LAWRENCE MAYOR DANIEL RIVERA won City Council approval Tuesday night to do what he probably should have done two years ago – buy the headquarters of the school department, fix the place up, and then resettle the school department in its renovated space.
Instead, Rivera went on a two-year real estate odyssey. He got into a legal tiff with the owner of the school department connected buildings, moved the school department out of those buildings at the end of 2014, and then borrowed $8 million to buy and renovate another building to serve as the school department’s central office. Rivera bought the other building at 370 Essex St., but his plans to renovate it fell apart in February when a jury ruled the city had breached its lease with the school department’s former landlord and might be on the hook for $2 million in building repairs.
Not wanting to squander $2 million on a building the city doesn’t own, Rivera is in the process of negotiating a legal settlement with Carmine DiAdamo, the school department’s former landlord. The mayor plans to use what’s left of the $8 million to buy the old school department headquarters from DiAdamo, fix the place up, and move the school department back in. The mayor’s real estate odyssey essentially began and ended in the same place.
The City Council, after some brief hand-wringing from three of its members, unanimously gave Rivera approval to move ahead with his settlement negotiations, just as it did a year ago when it signed off on his plan to buy and renovate a new building as school department headquarters. That plan was also approved by Sean Cronin, the state fiscal overseer for Lawrence. The mayor’s plan a year ago was buttressed by somewhat misleading slides showing how much money the city was going to save. (For a full rundown, see this earlier story.)

City Councilor Nilka Alvarez-Rodriguez Tuesday night assured those in the audience that the City Council had raised a lot of questions about the mayor’s plan a year ago, but ended up supporting him. “We tried to give the mayor the opportunity to do something he very much wanted to do,” she said.
City Councilor Sandy Almonte noted she was the only member of the Council to vote against the mayor’s plan a year ago. “It was fishy then and it’s fishy now,” she said.

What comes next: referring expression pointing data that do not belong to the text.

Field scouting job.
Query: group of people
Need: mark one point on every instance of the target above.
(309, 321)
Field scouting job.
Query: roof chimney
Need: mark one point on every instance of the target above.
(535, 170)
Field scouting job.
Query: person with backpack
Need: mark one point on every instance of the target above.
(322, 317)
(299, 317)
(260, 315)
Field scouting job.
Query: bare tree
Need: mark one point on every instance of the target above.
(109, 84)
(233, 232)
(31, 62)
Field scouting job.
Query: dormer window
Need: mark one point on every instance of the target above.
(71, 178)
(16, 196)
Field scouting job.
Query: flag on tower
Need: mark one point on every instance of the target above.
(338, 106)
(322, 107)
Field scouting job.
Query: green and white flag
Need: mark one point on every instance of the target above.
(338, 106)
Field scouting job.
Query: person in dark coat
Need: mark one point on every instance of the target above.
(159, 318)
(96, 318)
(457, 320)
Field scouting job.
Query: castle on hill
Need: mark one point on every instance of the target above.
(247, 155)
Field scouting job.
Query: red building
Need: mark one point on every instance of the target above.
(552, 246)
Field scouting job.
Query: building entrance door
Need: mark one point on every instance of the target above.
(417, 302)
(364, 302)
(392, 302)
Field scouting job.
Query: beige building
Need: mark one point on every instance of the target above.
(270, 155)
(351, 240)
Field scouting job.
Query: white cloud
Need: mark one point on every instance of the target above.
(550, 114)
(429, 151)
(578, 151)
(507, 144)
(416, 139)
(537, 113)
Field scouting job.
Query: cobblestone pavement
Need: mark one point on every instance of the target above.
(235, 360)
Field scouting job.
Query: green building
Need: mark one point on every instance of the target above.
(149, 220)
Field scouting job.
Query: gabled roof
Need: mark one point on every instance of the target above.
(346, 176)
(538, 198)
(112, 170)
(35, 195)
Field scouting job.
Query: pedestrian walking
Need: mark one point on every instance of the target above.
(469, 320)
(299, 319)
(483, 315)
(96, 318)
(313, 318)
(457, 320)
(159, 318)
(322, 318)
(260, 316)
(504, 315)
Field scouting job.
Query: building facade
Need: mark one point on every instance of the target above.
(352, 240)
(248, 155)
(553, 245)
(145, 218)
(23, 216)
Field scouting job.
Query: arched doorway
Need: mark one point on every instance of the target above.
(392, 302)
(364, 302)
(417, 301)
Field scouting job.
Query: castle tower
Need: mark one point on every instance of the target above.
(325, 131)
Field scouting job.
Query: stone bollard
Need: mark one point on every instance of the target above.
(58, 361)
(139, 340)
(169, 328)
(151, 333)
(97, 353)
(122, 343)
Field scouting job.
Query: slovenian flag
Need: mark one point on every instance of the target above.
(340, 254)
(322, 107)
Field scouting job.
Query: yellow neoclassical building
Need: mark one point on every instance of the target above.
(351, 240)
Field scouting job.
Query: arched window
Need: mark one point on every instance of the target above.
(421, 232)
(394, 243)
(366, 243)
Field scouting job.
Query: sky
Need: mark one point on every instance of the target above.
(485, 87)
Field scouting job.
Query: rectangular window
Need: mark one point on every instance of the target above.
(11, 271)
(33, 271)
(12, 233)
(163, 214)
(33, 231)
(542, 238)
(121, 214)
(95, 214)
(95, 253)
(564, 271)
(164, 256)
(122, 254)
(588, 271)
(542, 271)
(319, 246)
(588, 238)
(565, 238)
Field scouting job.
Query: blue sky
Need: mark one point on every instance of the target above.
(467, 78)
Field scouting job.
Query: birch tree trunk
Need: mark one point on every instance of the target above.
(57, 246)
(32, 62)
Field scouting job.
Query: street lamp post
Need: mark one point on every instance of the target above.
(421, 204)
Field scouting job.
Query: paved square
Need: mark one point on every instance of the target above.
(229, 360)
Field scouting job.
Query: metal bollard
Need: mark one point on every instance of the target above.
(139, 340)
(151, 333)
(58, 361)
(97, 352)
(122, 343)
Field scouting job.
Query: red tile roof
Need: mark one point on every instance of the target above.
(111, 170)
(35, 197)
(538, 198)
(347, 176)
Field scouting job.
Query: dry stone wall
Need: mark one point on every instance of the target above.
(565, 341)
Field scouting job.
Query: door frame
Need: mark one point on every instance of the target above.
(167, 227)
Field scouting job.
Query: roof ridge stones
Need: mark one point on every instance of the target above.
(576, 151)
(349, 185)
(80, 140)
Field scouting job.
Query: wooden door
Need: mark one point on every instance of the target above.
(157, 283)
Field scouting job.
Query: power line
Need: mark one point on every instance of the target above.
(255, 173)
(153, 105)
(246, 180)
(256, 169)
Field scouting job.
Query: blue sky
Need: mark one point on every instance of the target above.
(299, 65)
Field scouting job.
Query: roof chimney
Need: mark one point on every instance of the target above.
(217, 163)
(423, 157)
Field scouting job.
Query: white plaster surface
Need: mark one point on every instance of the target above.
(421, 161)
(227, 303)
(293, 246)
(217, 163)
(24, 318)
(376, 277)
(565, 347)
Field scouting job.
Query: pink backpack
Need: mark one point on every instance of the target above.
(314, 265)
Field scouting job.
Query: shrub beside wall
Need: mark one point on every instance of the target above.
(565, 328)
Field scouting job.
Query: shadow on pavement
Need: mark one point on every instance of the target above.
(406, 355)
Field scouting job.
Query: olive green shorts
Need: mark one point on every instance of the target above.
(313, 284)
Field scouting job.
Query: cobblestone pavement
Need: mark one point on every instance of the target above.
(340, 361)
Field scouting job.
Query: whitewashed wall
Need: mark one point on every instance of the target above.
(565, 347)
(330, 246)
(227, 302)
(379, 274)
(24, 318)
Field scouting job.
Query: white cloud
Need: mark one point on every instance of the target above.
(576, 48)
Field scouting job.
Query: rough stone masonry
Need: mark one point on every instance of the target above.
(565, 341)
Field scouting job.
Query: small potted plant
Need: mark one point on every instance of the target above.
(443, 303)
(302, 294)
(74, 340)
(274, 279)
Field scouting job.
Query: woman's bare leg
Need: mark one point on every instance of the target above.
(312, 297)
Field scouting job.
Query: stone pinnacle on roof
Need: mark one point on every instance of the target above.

City Councilor Modesto Maldonado said the mayor’s failure to cut a deal two years ago to buy DiAdamo’s buildings behind City Hall is going to cost Lawrence taxpayers $2.9 million. He said the city has already spent $500,000 to purchase and $400,000 on designs for the building at 370 Essex St., which it no longer needs. He said the city spent $400,000 on witnesses and experts fighting DiAdamo in court. Another $300,000 was spent moving the school department out of DiAdamo’s building and $300,000 more will be spent moving the department back in, he said. Maldonado said taxpayers are on the hook for another $1 million, but it was unclear what those funds went for, although Maldonado had said previously that the city will have to pay DiAdamo $500,000 in legal fees.
In an interview in his office after the City Council vote, Rivera said he couldn’t say how much the city will pay for DiAdamo’s buildings until the legal settlement is approved by the court. He also said he had tried to do what’s best for the city at all times.
“All along what we’ve tried to do is solve a problem. This is a 28-year problem that we had to deal with. That’s not always a neat process. You’ve just got to follow the path as it leads,” he said.
The city’s former lease with DiAdamo required Lawrence to pay rent and cover all maintenance costs, an arrangement negotiated more than a decade ago when city officials had planned to quickly buy the property. By the time Rivera came into office, the lease was costing the city a lot of money and repair costs were piling up. He tried to convince DiAdamo to donate his buildings to the city, but the offer was made in a way that alienated the landlord and led to legal action.
Asked if he had any regrets about the way he handled the school department real estate situation, Rivera said: “You always think you could do some things better, but at the end of the day I think it’s a good deal for the city. When we tell the story, after we clear the legal barriers, people will say, hey, given the options, that seems like an honest way of doing business.”